Sabahattin Ali'nin her zaman ki gibi başka bir güzel eseri... Yalan Dünya 13 öyküden oluşan bir kitap. Her öyküsünde buram buram Anadolu kokusu aldığınız. Her sayfasında biraz kendinizi bulduğunuz. Her karakteri sanki bir nefes ötedeymiş gibi hissettiğiniz mükemmel bir eser..
"Asfalt Yol'u" okurken görev yaptığı köye yararlı olmayan çalışan bir köy öğretmeni oldum,
"Ayran" öyküsünde güğümüne doldurduğu ayranı, kış ayazında satıp evine ekmek götürmeye çalışan Küçük Hasan'a üzüldüm,
"Isıtmak İçin'de" varlık içinde yokluk çeken bir mahallede oturup, hasta kızını ısıtabilmek için kapı kapı dolaşıp 3-5 kuruşa çamaşır yıkayan vefakâr annenin çaresizliğini kalbimin derininde hissettim,
"Bir Konferans'ta" belki de ilk defa bir konferansa şahit olan köylülerin halini gülerek okudum.

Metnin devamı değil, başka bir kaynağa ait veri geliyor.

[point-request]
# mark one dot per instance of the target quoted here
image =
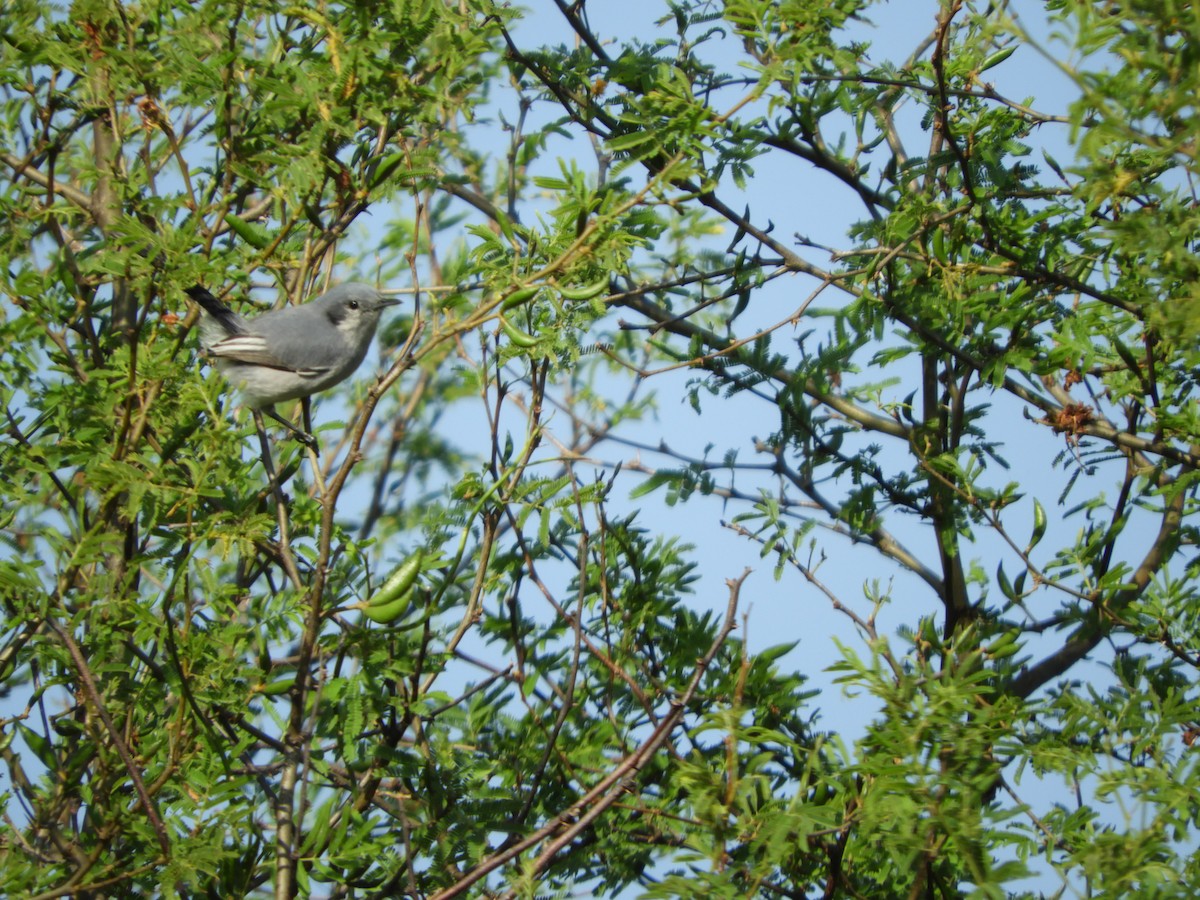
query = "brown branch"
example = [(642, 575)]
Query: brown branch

Esere ismini veren "Yeni Dünya" öyküsünde rekabeti gördüm, fazla hırsın insana verdiği zararlara hayretle şahit oldum.
"İki Kadın'da" Hacer ile Esma'nın itişmelerini,
"Sulfata'da" Aliye'nin sıtma hastalığına aradığı çareyi onlarla beraber yaşadım.
Kâh üzüldüm kâh güldüm. Kendime sürekli telkin ettim, hayır Sevim ağlamayacaksın... Ama son hikaye, "Hasanboğuldu"... Beni bulutların üstünden aldı, yere çarptı. Hasan'la beraber boğuldum, Emine ile ağladım, dillerde bir ağıt oldum. Zaten oldum olası bu kavuşamayan aşık hikâyeleri beni duygulandırmıştır. Ancak bunu okuyunca dedim ki; vay be aşk için neler yapılıyormuş.